We see him loitering on the sidewalk opposite our driveway, or I’ll forget to lock the car and will discover a bouquet of magnolia flowers ripped off our trees disintegrating in the passenger seat. Then, whenever my husband, a very tall and muscular man, sees the stalker, he will go outside without a shirt on, holding his baseball bat loosely in his hand, and warn the stalker off in a voice so quiet it could only be terrifying, because there is nothing more frightening than when the extremely gentle among us, the peacemakers, are pushed until they snap.
The narrator is also a mother of two teenaged sons, almost adults. They're tall and muscular. They do their part in walking the dog in the nights so that she doesn't have to. The workmen in the house during this period provided some company and hopefully deference to the stalker lurking across the street. But that's not enough for her to feel safe. She's traumatized especially when she sees the stalker stalking her. She can't sleep, can't eat, and can't relax.
Then the narrator's worst nightmare came true. The stalker entered the house via an unlocked kitchen door. She froze. She had a ukulele in hand but couldn't even move to swing it at the stalker. Her older son was right there, and firmly told the stalker to leave.
And now, with this trespassing in the house and a witness, the family could finally take out a restraining order against the stalker. It is however, not the end of the story though. The stalker isn't incarcerated or dead. He would return again and again, and I only hope that the narrator will find the strength to fight him, physically.

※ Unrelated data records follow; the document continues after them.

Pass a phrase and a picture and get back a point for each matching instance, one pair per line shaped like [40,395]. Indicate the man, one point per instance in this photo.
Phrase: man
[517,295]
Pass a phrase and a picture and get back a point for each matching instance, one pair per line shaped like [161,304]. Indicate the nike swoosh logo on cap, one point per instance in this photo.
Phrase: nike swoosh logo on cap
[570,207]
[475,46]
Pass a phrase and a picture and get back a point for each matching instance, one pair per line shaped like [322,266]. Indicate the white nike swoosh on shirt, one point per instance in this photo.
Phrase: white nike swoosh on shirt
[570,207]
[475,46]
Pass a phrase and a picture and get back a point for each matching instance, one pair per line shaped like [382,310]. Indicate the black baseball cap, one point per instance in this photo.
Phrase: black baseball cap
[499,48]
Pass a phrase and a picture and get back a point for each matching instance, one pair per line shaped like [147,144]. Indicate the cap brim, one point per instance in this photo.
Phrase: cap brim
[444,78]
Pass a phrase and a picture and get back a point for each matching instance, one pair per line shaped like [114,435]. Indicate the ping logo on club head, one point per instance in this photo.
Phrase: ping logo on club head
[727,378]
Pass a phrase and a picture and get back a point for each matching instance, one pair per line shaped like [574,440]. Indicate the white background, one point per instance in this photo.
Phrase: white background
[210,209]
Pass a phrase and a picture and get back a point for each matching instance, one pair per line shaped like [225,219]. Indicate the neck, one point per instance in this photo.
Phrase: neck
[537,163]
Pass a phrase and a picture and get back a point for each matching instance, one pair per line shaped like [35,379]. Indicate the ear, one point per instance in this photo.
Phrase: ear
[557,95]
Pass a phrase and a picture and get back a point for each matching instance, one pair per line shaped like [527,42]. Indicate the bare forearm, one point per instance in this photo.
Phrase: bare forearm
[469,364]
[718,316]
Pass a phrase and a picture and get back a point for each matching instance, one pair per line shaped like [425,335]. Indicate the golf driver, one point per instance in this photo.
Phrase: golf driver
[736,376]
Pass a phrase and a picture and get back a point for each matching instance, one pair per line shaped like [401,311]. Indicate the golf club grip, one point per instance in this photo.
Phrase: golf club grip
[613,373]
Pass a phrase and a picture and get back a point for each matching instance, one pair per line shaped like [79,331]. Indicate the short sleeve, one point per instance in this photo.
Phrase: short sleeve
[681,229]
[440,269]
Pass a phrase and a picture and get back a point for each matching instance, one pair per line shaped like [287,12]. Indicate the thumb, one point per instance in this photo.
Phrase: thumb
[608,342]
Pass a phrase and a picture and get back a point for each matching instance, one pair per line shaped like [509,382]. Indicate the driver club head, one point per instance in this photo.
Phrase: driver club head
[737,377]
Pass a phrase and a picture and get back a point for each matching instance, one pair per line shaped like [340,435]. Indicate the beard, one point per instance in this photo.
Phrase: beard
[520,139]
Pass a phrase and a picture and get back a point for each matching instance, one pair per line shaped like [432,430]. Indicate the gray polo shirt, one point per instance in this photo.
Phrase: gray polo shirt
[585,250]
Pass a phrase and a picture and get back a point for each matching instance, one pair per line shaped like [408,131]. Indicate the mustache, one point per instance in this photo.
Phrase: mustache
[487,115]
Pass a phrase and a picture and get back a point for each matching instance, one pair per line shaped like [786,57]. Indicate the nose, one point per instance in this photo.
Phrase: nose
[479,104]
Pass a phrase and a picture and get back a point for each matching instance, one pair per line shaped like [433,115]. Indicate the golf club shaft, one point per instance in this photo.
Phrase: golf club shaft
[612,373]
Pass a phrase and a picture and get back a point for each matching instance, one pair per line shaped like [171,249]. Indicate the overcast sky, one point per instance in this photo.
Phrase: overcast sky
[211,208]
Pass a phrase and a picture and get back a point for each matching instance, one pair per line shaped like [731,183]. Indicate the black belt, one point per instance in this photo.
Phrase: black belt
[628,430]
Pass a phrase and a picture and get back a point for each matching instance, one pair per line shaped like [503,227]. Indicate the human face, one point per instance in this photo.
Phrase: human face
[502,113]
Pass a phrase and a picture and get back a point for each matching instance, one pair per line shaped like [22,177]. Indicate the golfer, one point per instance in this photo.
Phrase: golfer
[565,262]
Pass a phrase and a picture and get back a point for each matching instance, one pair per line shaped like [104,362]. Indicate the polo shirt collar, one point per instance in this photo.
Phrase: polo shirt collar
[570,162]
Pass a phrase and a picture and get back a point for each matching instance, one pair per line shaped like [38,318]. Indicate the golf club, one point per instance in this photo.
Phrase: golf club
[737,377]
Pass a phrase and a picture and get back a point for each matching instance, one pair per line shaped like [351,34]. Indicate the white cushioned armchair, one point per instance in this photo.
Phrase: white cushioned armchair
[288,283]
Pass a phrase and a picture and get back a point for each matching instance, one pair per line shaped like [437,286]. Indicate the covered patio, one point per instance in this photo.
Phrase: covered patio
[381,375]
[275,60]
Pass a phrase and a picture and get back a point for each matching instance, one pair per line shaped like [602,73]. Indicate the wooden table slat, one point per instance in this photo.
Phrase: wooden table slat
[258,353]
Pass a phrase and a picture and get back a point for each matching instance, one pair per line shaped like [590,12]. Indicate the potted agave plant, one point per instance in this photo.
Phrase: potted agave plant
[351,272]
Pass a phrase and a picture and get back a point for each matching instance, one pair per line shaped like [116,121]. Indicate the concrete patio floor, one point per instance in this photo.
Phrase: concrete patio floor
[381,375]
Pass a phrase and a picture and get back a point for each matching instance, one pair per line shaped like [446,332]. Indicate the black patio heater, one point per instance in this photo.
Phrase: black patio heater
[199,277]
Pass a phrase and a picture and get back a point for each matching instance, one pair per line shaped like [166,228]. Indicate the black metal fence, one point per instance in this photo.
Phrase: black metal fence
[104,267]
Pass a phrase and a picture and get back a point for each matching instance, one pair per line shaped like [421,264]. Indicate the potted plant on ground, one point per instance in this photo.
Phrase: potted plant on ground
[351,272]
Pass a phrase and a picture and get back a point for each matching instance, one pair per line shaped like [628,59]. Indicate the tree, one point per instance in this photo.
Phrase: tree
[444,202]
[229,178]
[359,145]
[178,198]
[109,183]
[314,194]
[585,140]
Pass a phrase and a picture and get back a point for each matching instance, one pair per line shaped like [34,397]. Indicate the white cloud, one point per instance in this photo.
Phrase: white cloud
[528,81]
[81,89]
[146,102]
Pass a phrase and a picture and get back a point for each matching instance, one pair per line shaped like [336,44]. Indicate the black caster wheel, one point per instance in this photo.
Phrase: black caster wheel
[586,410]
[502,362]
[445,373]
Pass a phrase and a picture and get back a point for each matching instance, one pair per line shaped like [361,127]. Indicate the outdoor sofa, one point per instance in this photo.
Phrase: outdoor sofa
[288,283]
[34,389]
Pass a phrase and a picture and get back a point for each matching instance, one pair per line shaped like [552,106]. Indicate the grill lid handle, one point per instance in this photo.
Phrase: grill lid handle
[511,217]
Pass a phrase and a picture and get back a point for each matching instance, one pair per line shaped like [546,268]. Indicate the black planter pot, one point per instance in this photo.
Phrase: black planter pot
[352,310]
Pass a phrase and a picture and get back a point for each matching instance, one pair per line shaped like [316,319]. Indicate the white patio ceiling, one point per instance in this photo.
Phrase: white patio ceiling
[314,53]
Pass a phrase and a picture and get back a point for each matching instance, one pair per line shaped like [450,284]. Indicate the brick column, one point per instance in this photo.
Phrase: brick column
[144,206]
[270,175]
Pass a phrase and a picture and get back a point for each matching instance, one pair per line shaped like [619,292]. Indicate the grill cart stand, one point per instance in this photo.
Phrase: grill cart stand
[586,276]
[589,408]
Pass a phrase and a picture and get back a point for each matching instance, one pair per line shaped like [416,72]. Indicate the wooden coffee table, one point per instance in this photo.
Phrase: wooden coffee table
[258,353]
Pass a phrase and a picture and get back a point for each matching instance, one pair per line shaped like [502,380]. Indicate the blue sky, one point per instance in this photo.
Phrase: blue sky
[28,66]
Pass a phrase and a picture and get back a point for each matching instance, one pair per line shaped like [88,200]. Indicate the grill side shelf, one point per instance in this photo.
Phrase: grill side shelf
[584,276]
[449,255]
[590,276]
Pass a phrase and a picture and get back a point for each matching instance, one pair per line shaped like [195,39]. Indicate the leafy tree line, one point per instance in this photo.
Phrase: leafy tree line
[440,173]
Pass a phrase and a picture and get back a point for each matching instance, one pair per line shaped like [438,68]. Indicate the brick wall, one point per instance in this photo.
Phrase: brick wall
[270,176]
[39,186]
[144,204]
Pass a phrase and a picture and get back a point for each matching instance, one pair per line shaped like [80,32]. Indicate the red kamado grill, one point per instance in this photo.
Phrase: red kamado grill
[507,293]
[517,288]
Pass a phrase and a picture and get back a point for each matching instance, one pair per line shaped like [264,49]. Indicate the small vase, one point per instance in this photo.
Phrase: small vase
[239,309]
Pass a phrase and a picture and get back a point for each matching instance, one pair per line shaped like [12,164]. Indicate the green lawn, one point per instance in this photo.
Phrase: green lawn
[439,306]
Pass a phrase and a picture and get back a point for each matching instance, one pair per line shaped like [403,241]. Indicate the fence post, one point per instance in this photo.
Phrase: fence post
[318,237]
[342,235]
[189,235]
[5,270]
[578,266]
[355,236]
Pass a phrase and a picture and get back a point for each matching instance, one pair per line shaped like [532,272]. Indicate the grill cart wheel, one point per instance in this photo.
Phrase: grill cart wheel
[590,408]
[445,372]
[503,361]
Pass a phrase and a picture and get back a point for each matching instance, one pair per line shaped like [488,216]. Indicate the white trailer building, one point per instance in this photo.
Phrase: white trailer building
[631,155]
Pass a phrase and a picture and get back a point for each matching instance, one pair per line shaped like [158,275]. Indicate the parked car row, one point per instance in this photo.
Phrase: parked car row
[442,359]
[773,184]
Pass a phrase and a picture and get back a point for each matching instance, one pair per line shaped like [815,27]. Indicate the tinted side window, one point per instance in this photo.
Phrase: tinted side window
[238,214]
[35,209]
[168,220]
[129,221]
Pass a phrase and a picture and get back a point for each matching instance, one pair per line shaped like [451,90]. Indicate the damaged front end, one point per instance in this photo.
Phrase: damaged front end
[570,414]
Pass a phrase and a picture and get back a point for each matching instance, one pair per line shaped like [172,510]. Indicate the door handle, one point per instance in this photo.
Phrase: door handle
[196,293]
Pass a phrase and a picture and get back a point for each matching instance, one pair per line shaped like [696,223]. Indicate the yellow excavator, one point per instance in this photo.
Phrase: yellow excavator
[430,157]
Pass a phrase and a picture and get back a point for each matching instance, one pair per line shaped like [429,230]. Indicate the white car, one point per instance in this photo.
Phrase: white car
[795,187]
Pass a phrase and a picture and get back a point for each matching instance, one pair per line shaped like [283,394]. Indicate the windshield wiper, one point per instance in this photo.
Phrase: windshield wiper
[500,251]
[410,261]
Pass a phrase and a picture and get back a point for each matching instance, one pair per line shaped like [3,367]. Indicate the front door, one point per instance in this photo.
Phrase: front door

In an interview with the magazine, the author was asked about American masculinity and toxic male and female chauvinism.
I was at Bread Loaf for a few days this past summer, and was sitting at dinner with the writers Carter Sickels and Emet North—both of whom have spent an enormous amount of time thinking about gender constructs and masculinity—and one of them asked me what it was like to be a feminist raising men in America. I said that I don’t think it’s possible to be anything but conflicted about it, if you’re paying any kind of attention. The first tiny seed of the story was planted then. Masculinity is a hell of a drug, served up with a heaping side of privilege and obliviousness, and I sometimes feel despair that maybe my sons aren’t really listening to me when I tell them that they have to be aware that their bodies are immediately seen as a threat by smaller, more vulnerable people; that they need to understand the insidious ways that misogyny lives in them (to be fair, it lives in all of us, unless we work hard against it); that they need to check themselves when they have the urge to immediately refute something a woman is saying because knee-jerk negging of women is built into American masculinity, even when what the women are saying is correct. They’re both good people who care about others, but I’m up against tens of thousands of years of male supremacy and normalized violence and domination. I have to keep on and hope for the best.